A practical and effective primer that is fun to read!

If only Ms. Burckmyer had written this gem 20 years ago! I am a recently retired business executive who had to resort to my own improvised methods of teaching the rules of English construction and effective writing to a generation of bright young managers whose good ideas were masked far too often by disorganized and poorly executed written work.Why Does My Boss Hate My Writing? is a handy little book that can be readily absorbed --and actually enjoyed-- by even the most reluctant or defensive of those in need of remedial instruction. It tackles and teaches the basics of good writing in easy-to-read chapters that illustrate, often with engaging humor, the practical consequences of inattention to the rules of effective writing.Ms. Burckmyer accomplishes much more than providing the reader with an enumeration of the basic lessons of grammar and syntax, she addresses the subtleties of tone and style that soothe the concerns of disgruntled customers, win negotiations with business adversaries, and convince the skeptics within our organizations of the wisdom of our thinking.I highly recommend this succinct and well written primer. It should be required reading for every management trainee, newly minted M.B.A., and the legions of junior consultants, lawyers, and accountants who aspire to be business advisors. I also recommend this book for the seasoned executive; it contains some helpful reminders that may refrest your own writing style and make you a more effective critic of your company's communications.

A sparkling new look at the basic rules of expression

In this new book on writing, Becky Burckmyer aims directly at helping people in the business world improve their writing skills. But the book will be useful for a far wider audience. In a funny, erudite style, Burckmyer combines the powerful simplicity of Strunk and White's "The Elements of Style" with the sophisticated and durable wisdom of "The Careful Writer" by Theodore Bernstein.

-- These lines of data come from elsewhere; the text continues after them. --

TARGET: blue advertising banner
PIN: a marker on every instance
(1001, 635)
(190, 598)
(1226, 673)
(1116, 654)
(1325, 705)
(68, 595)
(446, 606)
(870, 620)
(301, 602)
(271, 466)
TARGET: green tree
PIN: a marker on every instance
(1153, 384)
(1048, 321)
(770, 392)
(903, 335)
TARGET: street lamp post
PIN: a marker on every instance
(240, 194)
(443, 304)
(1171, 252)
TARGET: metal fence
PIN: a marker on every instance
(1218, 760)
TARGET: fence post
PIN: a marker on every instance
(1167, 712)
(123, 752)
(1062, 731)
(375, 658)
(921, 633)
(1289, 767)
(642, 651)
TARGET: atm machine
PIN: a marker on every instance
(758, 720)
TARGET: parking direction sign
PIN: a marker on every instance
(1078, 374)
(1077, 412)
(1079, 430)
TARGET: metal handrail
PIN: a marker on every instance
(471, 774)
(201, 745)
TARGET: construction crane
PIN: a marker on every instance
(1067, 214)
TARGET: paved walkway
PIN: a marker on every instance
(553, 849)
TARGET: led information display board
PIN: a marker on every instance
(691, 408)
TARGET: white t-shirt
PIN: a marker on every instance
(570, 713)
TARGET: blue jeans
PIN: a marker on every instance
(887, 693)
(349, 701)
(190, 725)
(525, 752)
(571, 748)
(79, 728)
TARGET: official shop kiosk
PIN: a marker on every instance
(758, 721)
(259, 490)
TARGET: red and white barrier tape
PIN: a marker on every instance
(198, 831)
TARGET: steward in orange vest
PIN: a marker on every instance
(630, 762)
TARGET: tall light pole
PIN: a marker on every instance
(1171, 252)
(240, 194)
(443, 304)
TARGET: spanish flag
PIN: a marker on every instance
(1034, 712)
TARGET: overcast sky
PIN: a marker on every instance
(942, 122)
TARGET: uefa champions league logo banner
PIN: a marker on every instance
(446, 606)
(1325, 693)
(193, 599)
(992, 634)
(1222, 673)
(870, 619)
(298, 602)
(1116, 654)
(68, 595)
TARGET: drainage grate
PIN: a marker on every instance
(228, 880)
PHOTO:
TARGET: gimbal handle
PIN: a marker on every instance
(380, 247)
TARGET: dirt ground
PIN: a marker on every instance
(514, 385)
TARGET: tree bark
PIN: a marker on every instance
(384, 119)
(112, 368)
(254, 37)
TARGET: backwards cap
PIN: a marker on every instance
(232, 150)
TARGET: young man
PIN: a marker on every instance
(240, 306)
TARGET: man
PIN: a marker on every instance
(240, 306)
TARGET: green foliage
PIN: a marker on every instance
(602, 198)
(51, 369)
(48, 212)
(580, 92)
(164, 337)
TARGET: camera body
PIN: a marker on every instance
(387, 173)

She has taken the old basic rules--rules so often mangled in today's business world--and showcased them in terms of today's linguistic situations. One of the strongest messages here is that when it comes to written communications, it isn't good enough to get things 98 or 99 per cent right; it's the small, glaring mistake that can become the writer's self-portrait. Burckmyer's entertaining look at language will be useful not only as a handbook within the workplace but should take it's place on the shelf of anyone who wants to be an effective writer.